Poiché questo blog non produce solo critica retorica o noiosa polemica, ma è permeato anche dalla cultura, oggi parliamo di un dolce tipico del carnevale.

I dessert del periodo carnevalesco traggono origine dalle frictilia degli antichi romani, nate alcuni secoli prima di Cristo. Per le Liberalia, le feste dedicate alle divinità del vino e del grano, i Romani friggevano nel grasso di maiale dei preparati di farina di mais e poi li ricoprivano di miele. Le Liberalia si celebravano il 17 marzo: è curioso scoprire che già oltre duemila anni fa questa data era festa “nazionale”.

Le lattughe, come si chiamano a Volta, sono uno dei dolci di carnevale più comuni in Italia. Di certo sono il dolce con il maggior numero di appellativi regionali. Paese che vai, nome che trovi.

A Volta, dicevo, e in molte parti della Lombardia, si chiamano lattughe. Il nome deriva dalla somiglianza con le foglie dell’insalata lattuga, a sua volta derivante dal latino lactuta (cioè, che secerne latte). Alcuni vedono la somiglianza con la gorgiera, detta anche lattuga, cioè con quella gala di merletto, quel drappo di tela che si portava un tempo sopra la camicia, al posto della cravatta. Ma in Lombardia, come in molte parti d’Italia, prendono anche il nome di chiacchiere, dalla sineddoche legata alla loro forma, simile ad una lingua.

In Veneto abbiamo le gale o i galani, proprio in riferimento alla sopracitata gala di merletto, che a sua volta discende dallo spagnolo gala (lusso, eleganza).

In Toscana la gala diventa popolarmente il cencio, perché il merletto appartiene ai nobili, mentre lo straccio è più vicino al popolo: dal latino cencium (pezzo di stroffa, straccio). Sempre in Toscana si chiamano anche donzelle, perché le donne amano spesso agghindarsi con merletti e pizzi vari, oppure crogetti (da crogiolare, cioè cuocere lentamente).

A nord, verso il Trentino e nel Friuli, semplicemente rimandando ad un’idea di friabilità e croccantezza, prendono il nome di cròstoli.

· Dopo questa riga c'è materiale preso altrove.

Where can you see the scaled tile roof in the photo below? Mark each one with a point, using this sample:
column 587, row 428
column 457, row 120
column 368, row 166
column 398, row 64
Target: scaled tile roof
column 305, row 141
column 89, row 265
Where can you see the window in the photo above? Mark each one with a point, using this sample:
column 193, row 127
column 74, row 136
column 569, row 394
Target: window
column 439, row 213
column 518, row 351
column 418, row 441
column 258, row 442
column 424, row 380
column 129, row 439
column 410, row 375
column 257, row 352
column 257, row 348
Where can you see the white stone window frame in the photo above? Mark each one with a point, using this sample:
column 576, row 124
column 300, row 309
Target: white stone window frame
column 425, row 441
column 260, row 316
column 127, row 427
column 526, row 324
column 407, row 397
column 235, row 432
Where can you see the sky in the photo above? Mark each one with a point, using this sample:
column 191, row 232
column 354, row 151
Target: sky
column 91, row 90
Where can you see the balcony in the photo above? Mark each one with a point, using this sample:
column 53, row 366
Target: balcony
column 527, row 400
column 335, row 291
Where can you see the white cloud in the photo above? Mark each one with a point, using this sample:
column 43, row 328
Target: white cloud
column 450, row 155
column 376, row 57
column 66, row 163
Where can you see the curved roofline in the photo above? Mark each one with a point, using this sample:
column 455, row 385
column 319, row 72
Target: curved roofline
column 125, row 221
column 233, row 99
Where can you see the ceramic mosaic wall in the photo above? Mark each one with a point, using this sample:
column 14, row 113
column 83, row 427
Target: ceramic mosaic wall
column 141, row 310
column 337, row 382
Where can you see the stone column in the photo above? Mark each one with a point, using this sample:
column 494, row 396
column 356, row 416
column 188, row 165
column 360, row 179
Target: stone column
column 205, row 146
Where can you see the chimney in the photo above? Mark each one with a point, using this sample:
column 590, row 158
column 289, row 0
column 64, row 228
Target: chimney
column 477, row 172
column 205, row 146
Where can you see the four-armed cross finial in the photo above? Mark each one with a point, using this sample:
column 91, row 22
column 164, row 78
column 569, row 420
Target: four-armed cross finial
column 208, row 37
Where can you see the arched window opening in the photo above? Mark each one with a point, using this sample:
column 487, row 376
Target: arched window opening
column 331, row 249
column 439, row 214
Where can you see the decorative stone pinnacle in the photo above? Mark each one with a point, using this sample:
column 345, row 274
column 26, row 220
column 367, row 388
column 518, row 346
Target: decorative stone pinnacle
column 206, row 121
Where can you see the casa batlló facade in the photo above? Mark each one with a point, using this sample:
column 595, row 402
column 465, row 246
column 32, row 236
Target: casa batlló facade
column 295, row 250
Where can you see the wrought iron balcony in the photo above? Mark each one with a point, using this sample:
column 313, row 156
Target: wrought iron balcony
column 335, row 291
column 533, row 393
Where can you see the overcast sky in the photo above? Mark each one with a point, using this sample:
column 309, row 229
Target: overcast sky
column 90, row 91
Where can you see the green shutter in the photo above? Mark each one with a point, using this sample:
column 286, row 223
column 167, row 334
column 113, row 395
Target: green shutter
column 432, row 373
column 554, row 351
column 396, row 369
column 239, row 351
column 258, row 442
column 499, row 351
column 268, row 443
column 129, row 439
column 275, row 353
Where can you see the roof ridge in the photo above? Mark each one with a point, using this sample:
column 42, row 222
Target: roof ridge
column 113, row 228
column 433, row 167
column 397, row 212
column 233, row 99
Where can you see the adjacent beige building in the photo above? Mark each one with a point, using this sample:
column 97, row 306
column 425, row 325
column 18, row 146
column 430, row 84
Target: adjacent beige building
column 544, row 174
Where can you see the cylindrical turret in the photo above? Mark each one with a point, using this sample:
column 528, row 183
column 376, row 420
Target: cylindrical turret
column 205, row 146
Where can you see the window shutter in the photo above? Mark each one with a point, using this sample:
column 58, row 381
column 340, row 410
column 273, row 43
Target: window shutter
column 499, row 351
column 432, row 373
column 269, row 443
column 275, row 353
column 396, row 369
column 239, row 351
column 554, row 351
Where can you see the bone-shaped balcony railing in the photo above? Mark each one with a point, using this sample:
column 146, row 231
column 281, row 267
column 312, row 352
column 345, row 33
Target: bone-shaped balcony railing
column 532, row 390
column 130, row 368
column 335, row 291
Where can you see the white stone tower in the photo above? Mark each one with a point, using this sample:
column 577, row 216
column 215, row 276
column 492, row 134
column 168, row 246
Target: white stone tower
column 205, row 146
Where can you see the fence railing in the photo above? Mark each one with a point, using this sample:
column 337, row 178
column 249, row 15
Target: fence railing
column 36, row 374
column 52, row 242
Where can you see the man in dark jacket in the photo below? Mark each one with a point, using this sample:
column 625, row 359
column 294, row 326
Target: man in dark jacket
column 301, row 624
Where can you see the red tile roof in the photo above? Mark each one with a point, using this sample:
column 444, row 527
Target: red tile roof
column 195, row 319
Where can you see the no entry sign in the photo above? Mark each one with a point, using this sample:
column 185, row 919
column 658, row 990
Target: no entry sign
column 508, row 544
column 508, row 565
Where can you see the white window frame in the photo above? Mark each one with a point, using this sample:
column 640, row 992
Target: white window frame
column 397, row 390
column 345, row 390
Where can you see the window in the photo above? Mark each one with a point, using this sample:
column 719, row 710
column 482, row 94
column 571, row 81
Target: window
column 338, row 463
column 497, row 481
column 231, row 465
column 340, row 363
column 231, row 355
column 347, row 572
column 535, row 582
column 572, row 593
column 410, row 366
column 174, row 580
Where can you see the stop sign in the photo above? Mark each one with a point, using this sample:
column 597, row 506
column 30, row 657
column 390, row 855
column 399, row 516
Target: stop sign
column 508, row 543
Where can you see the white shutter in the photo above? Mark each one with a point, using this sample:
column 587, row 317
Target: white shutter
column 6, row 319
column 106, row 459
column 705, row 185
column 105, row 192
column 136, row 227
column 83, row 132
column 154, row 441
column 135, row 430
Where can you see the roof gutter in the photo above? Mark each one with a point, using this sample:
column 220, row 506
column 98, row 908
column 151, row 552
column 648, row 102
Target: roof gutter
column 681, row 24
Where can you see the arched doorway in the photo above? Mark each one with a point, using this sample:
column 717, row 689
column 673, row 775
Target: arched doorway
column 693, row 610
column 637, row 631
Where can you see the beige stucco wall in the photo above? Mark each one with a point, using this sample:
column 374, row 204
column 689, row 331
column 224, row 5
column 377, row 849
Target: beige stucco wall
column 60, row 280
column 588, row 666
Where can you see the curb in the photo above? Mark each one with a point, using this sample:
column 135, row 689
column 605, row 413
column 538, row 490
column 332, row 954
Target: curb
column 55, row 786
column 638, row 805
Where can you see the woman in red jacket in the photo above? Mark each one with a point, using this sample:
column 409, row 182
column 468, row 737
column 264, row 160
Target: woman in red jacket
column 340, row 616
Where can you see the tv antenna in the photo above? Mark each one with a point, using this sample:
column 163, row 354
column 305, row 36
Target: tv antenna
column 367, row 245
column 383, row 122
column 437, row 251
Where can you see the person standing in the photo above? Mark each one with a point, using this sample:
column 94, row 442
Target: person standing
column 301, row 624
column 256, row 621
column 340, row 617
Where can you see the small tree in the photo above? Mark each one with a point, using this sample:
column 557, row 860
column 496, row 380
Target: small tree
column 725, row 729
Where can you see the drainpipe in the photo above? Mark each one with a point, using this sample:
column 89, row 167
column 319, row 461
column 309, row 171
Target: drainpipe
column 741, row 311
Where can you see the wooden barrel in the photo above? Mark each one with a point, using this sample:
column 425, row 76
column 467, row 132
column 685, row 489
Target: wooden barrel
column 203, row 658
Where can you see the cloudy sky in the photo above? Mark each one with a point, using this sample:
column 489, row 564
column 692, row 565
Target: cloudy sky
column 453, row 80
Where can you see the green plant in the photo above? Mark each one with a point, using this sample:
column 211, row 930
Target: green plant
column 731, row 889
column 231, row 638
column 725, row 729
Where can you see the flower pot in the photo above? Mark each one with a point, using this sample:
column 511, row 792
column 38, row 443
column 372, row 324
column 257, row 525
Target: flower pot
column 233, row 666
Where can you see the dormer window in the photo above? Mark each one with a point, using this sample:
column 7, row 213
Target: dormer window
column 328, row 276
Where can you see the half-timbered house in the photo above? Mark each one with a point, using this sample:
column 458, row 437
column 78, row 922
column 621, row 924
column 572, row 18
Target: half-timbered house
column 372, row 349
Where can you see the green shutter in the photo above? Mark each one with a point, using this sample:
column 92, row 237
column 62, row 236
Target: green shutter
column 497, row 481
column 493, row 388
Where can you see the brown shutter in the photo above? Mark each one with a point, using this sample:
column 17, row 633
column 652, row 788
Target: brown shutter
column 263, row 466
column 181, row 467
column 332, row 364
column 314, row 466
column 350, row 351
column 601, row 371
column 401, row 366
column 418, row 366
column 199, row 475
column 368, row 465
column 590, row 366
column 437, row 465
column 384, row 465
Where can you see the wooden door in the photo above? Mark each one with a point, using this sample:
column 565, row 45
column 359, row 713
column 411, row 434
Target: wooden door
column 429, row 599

I Piemontesi e i Liguri li chiamano bugíe (in ligure böxie) o rosoni: il nastro di pasta appare avvolto in maniera concentrica, tondo come il piatto di un portacandele (bugia) o intricato come un rosone.

In Emilia Romagna, oltre a chiamarsi lasagne, dal latino lasanum (pentola, vaso), si trovano spesso con il nome di frappole, o sfrappole, dal francese frapper (battere, stendere la pasta). E così è a Roma o nel Lazio: le frappe.

Nel riminese si chiamano fiocchetti, dal latino floccus, a Reggio Emilia sono detti intrigoni (da intrigare, cioè avviluppare insieme) e a Piacenza sprelle. In Abruzzo si chiamano cioffe, da un termine greco che significa cosa leggera.

Al sud, in Puglia, il dolce prende il nome di pampuglia, ovvero truciolo (dal latino pampinus, tralcio di vite).

I fantasiosi campani invece, osservando la forma allungata della pasta che richiama l’invadenza della suocera, nonché i contorni frastagliati che ne ricordano la scontrosità, hanno coniato il nome di… lingue di suocera.